“Call The Midwife”: Lively Baby-Mama Drama


by Maureen Ryan
When it comes to scripted drama, babies are the nuclear option.

If a show needs a sure-fire way of ramping up tension and making viewers pay attention, all it needs to do is put a baby in some kind of jeopardy, and the easiest way to manipulate viewers’ emotions is to show a mother in childbirth experiencing complications. It’s so easy for TV shows or movies to use stories like these for cheap, exploitative effects that it’s hard not to be suspicious any time a pregnant lady or a stroller shows up on screen.

That’s why the modest accomplishments of “Call the Midwife” (premieres Sunday, Sept. 30 on PBS Masterpiece; check local listings) are all the more laudable.
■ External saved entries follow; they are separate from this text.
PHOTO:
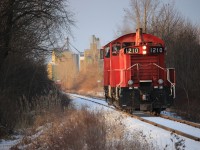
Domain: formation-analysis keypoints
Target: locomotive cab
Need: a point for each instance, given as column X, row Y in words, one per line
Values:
column 135, row 75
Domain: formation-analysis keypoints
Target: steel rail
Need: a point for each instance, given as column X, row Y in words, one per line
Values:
column 147, row 121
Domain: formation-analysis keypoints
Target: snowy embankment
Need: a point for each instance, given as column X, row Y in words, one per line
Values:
column 159, row 137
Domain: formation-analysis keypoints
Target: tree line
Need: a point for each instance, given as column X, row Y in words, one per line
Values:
column 29, row 30
column 182, row 40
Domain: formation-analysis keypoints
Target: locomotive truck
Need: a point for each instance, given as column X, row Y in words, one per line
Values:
column 135, row 73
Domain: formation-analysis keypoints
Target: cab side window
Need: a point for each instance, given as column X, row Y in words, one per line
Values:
column 116, row 48
column 107, row 52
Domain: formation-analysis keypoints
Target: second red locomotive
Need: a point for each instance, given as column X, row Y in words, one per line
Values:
column 135, row 73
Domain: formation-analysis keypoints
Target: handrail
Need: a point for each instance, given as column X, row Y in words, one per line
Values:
column 137, row 64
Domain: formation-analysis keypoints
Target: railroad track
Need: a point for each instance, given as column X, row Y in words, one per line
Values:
column 144, row 119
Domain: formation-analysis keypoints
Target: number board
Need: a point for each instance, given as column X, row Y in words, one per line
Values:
column 131, row 50
column 156, row 50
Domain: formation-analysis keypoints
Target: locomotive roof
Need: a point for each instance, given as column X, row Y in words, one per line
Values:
column 127, row 38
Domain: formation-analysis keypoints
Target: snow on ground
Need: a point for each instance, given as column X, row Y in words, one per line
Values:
column 160, row 137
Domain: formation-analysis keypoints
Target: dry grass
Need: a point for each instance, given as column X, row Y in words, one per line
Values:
column 83, row 130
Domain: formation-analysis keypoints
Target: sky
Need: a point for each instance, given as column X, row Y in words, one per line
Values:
column 103, row 17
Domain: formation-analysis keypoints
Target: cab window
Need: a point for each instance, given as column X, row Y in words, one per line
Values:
column 116, row 48
column 107, row 52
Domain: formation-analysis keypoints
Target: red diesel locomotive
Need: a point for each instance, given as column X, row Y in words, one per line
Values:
column 135, row 74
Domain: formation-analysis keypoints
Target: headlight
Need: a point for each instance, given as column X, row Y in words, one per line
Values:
column 160, row 81
column 130, row 82
column 144, row 47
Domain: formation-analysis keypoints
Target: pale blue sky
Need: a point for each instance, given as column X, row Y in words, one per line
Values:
column 102, row 18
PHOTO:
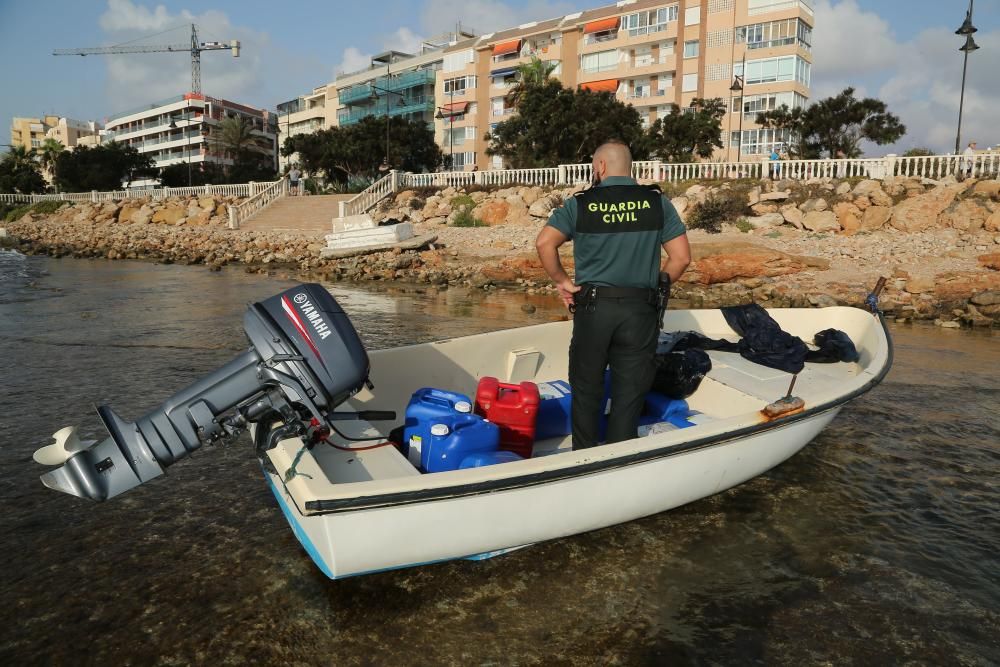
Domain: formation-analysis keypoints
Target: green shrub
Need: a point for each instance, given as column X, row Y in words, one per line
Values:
column 715, row 210
column 464, row 218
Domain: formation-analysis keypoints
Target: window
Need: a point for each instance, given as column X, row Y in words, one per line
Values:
column 643, row 23
column 457, row 61
column 459, row 85
column 601, row 61
column 769, row 70
column 463, row 160
column 775, row 33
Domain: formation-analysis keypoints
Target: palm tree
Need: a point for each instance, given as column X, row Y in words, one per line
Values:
column 530, row 74
column 48, row 154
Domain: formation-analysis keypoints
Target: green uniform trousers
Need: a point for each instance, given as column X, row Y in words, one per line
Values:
column 620, row 333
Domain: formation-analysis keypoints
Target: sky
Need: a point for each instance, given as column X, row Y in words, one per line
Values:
column 904, row 52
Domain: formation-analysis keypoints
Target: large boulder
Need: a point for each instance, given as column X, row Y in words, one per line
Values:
column 849, row 217
column 723, row 262
column 987, row 189
column 875, row 218
column 921, row 212
column 880, row 198
column 866, row 188
column 767, row 220
column 810, row 205
column 792, row 215
column 966, row 215
column 821, row 221
column 992, row 223
column 492, row 212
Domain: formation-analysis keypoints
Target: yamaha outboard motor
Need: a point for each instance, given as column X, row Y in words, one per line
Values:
column 305, row 359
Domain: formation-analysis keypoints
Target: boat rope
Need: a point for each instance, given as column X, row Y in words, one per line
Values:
column 292, row 472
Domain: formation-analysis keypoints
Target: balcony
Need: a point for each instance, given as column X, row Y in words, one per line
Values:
column 395, row 83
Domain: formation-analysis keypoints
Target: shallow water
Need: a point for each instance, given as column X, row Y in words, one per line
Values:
column 877, row 544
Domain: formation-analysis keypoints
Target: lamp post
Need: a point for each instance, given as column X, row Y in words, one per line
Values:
column 173, row 126
column 737, row 87
column 970, row 45
column 451, row 127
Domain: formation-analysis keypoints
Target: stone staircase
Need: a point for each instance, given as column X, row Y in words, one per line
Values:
column 312, row 215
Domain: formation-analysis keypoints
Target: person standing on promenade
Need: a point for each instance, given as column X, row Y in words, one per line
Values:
column 618, row 228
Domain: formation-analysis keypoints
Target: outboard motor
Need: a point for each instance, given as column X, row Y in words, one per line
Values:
column 305, row 359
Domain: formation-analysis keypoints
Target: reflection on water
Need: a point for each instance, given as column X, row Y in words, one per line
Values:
column 875, row 545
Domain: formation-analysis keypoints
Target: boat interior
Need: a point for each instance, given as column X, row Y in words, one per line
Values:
column 730, row 397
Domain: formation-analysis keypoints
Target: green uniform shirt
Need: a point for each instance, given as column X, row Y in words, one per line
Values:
column 617, row 259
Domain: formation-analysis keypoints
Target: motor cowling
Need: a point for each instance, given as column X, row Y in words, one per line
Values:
column 305, row 359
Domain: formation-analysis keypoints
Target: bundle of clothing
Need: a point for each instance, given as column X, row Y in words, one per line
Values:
column 681, row 361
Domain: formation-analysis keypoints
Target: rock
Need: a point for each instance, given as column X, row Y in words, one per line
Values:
column 792, row 215
column 681, row 205
column 987, row 298
column 992, row 223
column 921, row 212
column 989, row 189
column 810, row 205
column 919, row 285
column 492, row 212
column 777, row 195
column 764, row 209
column 822, row 301
column 875, row 218
column 767, row 220
column 866, row 188
column 821, row 221
column 879, row 198
column 720, row 263
column 966, row 215
column 541, row 208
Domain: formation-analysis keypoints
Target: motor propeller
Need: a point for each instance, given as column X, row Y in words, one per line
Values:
column 305, row 359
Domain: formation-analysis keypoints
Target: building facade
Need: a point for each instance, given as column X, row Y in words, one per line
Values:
column 755, row 55
column 304, row 115
column 185, row 129
column 31, row 133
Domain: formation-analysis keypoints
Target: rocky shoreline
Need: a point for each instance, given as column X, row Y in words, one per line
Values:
column 815, row 244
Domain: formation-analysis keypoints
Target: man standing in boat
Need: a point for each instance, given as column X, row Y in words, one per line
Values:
column 618, row 228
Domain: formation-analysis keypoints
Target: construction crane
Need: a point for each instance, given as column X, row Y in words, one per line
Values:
column 195, row 48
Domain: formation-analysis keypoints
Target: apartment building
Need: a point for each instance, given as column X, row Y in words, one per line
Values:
column 185, row 129
column 32, row 132
column 305, row 115
column 753, row 54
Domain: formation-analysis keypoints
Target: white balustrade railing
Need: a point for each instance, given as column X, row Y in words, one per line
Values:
column 233, row 190
column 265, row 195
column 373, row 194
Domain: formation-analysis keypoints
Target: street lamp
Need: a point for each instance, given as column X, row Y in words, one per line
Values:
column 451, row 126
column 173, row 126
column 970, row 45
column 737, row 87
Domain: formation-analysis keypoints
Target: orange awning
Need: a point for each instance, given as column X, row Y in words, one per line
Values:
column 503, row 48
column 602, row 25
column 607, row 85
column 454, row 109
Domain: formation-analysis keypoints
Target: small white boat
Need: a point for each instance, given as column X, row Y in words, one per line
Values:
column 357, row 512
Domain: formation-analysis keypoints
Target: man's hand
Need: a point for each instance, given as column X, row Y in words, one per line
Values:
column 567, row 288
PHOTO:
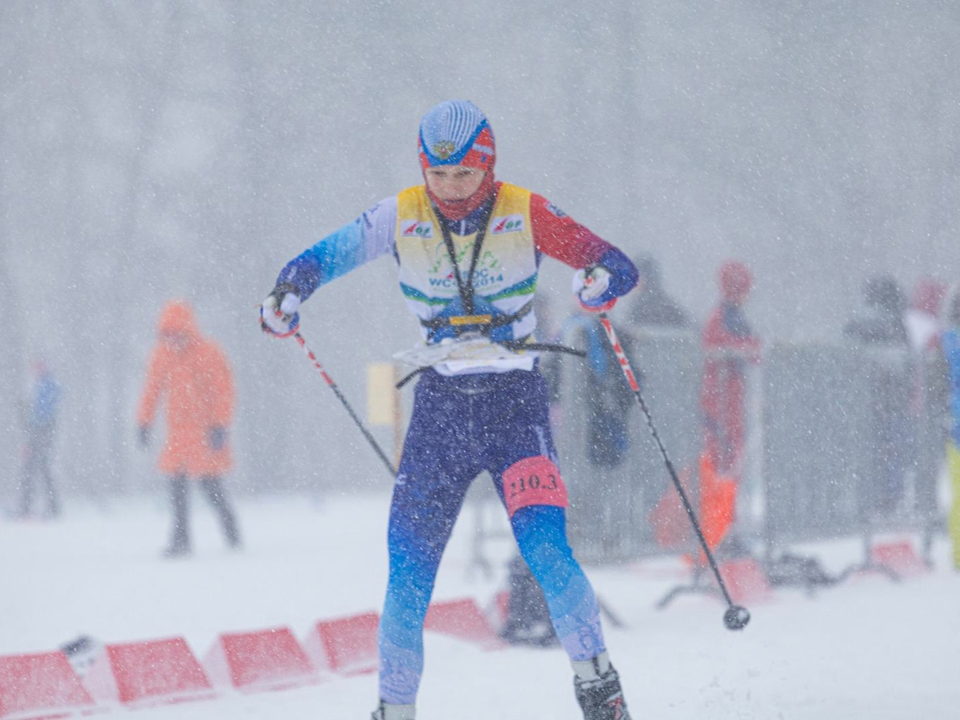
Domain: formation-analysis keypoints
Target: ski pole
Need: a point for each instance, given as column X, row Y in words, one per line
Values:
column 736, row 617
column 336, row 390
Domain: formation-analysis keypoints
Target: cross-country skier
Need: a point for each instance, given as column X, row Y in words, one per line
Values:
column 468, row 250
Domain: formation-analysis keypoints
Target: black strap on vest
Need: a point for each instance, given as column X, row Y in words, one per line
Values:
column 459, row 322
column 466, row 289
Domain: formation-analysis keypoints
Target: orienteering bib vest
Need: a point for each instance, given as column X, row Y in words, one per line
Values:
column 504, row 279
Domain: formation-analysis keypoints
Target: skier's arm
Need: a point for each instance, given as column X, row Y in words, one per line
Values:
column 368, row 237
column 558, row 235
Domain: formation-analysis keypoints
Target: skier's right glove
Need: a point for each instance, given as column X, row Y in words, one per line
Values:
column 278, row 313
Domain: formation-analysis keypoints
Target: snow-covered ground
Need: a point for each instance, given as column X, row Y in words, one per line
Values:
column 867, row 650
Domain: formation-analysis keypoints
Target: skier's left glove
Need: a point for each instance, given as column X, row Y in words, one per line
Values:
column 278, row 313
column 592, row 288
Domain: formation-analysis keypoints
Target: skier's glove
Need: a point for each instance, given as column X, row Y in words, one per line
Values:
column 592, row 288
column 217, row 437
column 278, row 313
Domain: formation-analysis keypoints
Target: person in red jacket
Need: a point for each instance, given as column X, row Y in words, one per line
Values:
column 193, row 373
column 729, row 346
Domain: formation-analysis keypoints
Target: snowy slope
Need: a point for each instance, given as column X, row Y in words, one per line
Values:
column 868, row 650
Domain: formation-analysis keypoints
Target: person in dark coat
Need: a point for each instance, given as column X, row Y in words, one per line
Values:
column 883, row 333
column 40, row 422
column 653, row 306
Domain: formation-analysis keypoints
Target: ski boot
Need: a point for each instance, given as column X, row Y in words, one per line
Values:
column 598, row 691
column 386, row 711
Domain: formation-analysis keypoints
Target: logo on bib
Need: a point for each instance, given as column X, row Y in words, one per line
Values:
column 510, row 223
column 416, row 228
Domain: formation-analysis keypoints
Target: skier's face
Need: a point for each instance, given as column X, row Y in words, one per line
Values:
column 453, row 183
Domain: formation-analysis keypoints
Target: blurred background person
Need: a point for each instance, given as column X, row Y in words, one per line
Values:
column 930, row 399
column 40, row 422
column 882, row 331
column 951, row 349
column 192, row 371
column 730, row 347
column 652, row 306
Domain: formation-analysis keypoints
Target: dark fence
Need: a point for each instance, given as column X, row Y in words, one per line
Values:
column 842, row 441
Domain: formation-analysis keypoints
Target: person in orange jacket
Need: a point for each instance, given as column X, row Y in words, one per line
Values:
column 729, row 346
column 194, row 374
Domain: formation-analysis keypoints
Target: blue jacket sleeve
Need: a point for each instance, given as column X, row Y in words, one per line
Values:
column 356, row 243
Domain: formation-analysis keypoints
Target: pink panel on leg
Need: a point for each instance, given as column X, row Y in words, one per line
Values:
column 533, row 481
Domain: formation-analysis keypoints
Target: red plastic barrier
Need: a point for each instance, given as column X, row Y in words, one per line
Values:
column 462, row 619
column 900, row 557
column 745, row 580
column 347, row 645
column 264, row 659
column 154, row 670
column 41, row 682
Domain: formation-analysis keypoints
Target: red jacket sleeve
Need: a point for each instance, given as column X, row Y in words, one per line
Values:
column 561, row 237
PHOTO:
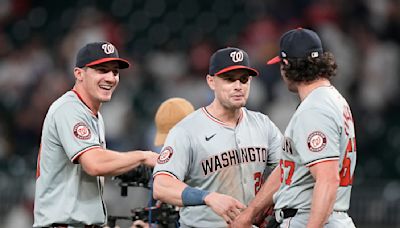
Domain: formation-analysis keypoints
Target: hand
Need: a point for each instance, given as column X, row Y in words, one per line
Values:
column 225, row 206
column 140, row 224
column 150, row 158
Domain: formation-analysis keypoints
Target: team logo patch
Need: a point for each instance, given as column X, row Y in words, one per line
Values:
column 165, row 155
column 81, row 131
column 316, row 141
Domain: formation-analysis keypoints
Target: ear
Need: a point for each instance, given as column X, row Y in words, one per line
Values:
column 211, row 81
column 79, row 73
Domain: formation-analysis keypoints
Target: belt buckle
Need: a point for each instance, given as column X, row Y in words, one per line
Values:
column 279, row 216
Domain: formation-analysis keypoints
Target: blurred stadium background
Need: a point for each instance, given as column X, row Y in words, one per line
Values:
column 169, row 43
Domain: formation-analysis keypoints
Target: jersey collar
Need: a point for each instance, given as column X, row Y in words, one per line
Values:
column 219, row 121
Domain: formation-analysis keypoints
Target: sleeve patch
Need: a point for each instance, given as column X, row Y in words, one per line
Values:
column 316, row 141
column 165, row 155
column 82, row 131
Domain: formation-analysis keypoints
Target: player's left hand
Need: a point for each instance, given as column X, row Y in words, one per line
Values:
column 225, row 206
column 244, row 220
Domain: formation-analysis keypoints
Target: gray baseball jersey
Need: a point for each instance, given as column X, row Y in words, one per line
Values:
column 205, row 153
column 320, row 130
column 65, row 193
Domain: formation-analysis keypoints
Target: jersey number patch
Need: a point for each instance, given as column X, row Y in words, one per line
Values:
column 287, row 164
column 346, row 178
column 258, row 181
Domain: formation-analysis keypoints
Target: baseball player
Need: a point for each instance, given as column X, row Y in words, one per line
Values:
column 213, row 160
column 73, row 155
column 319, row 150
column 168, row 115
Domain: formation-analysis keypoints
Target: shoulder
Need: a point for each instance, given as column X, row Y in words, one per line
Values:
column 255, row 116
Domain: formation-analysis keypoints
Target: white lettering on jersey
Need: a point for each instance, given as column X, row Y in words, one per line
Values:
column 233, row 157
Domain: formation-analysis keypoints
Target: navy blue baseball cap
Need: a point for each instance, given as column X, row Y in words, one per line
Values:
column 99, row 52
column 298, row 43
column 228, row 59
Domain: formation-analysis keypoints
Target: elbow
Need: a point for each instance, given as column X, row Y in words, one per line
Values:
column 93, row 170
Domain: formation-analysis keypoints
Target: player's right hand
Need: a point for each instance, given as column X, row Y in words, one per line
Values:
column 150, row 158
column 225, row 206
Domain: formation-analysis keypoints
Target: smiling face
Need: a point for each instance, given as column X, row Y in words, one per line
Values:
column 97, row 83
column 231, row 88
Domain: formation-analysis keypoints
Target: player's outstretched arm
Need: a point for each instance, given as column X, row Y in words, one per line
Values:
column 101, row 162
column 168, row 189
column 262, row 201
column 326, row 175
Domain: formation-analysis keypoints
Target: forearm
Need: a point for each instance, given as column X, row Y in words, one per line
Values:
column 323, row 199
column 101, row 162
column 168, row 189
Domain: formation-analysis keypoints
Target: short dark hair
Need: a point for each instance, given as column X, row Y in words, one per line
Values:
column 308, row 69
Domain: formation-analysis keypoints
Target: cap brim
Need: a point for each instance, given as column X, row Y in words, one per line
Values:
column 274, row 60
column 253, row 72
column 160, row 139
column 122, row 62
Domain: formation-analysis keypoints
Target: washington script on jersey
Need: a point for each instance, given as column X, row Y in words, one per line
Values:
column 233, row 157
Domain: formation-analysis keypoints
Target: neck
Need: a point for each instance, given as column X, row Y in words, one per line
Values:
column 228, row 116
column 305, row 88
column 85, row 98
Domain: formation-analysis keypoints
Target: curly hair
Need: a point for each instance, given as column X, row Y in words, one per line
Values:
column 309, row 69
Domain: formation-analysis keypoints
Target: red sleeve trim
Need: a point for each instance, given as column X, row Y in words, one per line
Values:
column 77, row 155
column 322, row 160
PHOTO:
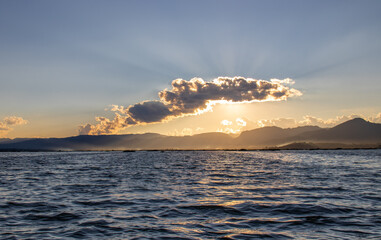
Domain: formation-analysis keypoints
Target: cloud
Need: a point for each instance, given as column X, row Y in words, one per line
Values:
column 8, row 122
column 190, row 98
column 314, row 121
column 231, row 127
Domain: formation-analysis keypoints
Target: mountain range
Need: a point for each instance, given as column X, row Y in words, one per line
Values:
column 351, row 134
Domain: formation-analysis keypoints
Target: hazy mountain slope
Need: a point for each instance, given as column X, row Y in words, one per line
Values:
column 353, row 131
column 356, row 131
column 267, row 136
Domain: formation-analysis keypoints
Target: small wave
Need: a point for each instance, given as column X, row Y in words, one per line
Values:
column 212, row 208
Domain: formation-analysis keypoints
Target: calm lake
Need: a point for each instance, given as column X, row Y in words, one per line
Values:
column 191, row 195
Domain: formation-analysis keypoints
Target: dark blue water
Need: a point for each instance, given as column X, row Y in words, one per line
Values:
column 191, row 195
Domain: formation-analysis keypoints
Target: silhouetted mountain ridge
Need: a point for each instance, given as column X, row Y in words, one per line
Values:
column 355, row 131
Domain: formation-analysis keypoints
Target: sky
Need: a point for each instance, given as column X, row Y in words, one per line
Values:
column 65, row 63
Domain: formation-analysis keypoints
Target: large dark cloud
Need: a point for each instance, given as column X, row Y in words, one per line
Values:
column 191, row 97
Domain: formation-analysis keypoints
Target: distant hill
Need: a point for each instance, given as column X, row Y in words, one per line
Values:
column 355, row 132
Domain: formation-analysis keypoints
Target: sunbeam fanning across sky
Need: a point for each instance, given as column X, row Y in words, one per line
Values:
column 192, row 98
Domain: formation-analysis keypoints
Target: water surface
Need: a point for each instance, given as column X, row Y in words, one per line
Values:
column 191, row 195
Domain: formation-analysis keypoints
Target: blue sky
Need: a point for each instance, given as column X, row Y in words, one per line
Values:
column 63, row 62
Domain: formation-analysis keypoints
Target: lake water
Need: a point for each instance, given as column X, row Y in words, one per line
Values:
column 191, row 195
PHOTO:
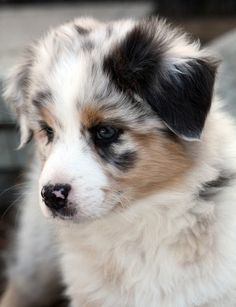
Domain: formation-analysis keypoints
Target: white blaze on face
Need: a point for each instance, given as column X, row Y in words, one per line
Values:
column 72, row 162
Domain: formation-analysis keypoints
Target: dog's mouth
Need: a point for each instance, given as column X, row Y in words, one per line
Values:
column 66, row 213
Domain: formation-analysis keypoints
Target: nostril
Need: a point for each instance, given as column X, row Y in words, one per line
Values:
column 55, row 196
column 61, row 190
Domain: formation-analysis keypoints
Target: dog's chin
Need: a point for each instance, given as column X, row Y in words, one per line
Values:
column 65, row 214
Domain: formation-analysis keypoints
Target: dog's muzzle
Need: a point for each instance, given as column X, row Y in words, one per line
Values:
column 55, row 196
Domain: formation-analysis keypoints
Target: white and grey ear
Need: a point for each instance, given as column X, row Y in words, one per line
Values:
column 178, row 89
column 15, row 95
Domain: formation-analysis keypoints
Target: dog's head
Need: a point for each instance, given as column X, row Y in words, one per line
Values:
column 112, row 108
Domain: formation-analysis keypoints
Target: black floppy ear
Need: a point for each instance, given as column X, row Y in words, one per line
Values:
column 15, row 94
column 182, row 96
column 178, row 88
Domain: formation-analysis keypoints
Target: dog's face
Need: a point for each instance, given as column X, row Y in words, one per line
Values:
column 112, row 108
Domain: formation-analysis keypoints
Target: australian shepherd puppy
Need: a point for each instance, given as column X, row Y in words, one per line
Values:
column 134, row 170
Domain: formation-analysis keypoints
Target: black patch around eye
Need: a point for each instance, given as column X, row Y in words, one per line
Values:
column 81, row 30
column 104, row 135
column 48, row 131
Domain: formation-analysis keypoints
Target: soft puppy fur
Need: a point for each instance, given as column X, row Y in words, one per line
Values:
column 134, row 170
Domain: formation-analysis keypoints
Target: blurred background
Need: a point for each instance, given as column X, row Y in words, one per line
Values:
column 213, row 21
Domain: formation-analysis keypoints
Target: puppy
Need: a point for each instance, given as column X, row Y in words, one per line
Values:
column 134, row 170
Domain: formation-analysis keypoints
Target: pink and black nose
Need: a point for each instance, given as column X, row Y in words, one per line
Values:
column 55, row 196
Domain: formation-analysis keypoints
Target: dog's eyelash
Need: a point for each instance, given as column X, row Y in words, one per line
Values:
column 49, row 132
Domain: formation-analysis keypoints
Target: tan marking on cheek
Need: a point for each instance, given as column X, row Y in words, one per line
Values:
column 90, row 116
column 160, row 163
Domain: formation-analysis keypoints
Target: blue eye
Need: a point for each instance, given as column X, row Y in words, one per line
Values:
column 105, row 135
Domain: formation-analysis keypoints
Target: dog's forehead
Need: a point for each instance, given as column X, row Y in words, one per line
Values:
column 69, row 60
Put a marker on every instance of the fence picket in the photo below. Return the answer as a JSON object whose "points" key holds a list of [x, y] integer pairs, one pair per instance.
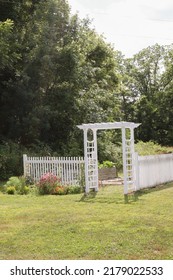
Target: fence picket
{"points": [[66, 168]]}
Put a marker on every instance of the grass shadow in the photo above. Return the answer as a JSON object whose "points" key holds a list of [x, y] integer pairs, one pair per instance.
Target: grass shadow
{"points": [[88, 196]]}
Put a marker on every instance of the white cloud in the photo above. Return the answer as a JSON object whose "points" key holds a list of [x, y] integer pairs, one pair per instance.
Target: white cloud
{"points": [[130, 25]]}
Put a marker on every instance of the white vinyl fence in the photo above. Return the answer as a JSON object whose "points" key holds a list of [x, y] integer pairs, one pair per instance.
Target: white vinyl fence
{"points": [[154, 170], [69, 169]]}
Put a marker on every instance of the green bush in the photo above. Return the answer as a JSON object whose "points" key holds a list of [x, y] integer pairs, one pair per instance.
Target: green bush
{"points": [[107, 164], [11, 160], [60, 190], [19, 183], [14, 181], [10, 190], [74, 189]]}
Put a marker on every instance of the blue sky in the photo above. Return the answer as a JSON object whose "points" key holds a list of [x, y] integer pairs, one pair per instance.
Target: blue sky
{"points": [[130, 25]]}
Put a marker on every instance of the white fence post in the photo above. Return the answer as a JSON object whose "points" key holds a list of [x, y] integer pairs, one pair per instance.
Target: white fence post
{"points": [[137, 172], [24, 165]]}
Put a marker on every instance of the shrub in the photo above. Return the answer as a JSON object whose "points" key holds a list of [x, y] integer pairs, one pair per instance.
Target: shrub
{"points": [[107, 164], [10, 190], [48, 183], [10, 160], [19, 183], [13, 181], [60, 190], [74, 189]]}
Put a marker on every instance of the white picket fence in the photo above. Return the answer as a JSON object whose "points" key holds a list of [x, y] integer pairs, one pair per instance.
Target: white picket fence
{"points": [[69, 169], [154, 170]]}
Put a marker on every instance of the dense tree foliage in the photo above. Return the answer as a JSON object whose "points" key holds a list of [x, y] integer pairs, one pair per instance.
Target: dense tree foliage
{"points": [[57, 72]]}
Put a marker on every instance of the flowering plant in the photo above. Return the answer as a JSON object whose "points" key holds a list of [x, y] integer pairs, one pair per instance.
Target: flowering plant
{"points": [[47, 183]]}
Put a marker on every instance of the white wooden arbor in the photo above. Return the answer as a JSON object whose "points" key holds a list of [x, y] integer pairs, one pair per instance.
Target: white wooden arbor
{"points": [[91, 157]]}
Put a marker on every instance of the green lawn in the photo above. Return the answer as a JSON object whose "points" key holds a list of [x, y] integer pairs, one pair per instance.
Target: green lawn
{"points": [[101, 226]]}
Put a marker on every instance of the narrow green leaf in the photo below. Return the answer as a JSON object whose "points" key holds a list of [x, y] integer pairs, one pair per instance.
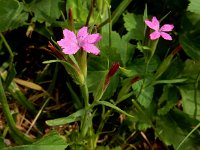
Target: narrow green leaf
{"points": [[108, 104], [69, 119]]}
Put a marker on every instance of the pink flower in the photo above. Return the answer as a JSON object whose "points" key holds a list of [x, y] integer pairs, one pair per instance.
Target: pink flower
{"points": [[72, 43], [155, 25]]}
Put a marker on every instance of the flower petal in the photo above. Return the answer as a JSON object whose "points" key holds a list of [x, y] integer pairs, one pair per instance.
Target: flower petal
{"points": [[154, 24], [69, 47], [90, 48], [166, 36], [93, 38], [154, 35], [167, 27], [82, 33]]}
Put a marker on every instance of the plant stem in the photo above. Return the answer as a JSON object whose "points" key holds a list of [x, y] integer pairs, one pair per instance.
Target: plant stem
{"points": [[15, 133]]}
Here’s a show that, for long periods of time, respectfully and sensitively depicts the difficulties and joys of labor and delivery, and the lives of working-class mothers, some of whom don’t have access to quality medical care. The ingredients of this six-episode season, which is based on the memoirs of a midwife who worked in London’s East End in the late ’50s, could have been used to create a mawkish melodrama, but, despite a tendency to err on the side of superficiality, “Call the Midwife” is generally sensitive and understanding when it comes to maternal matters.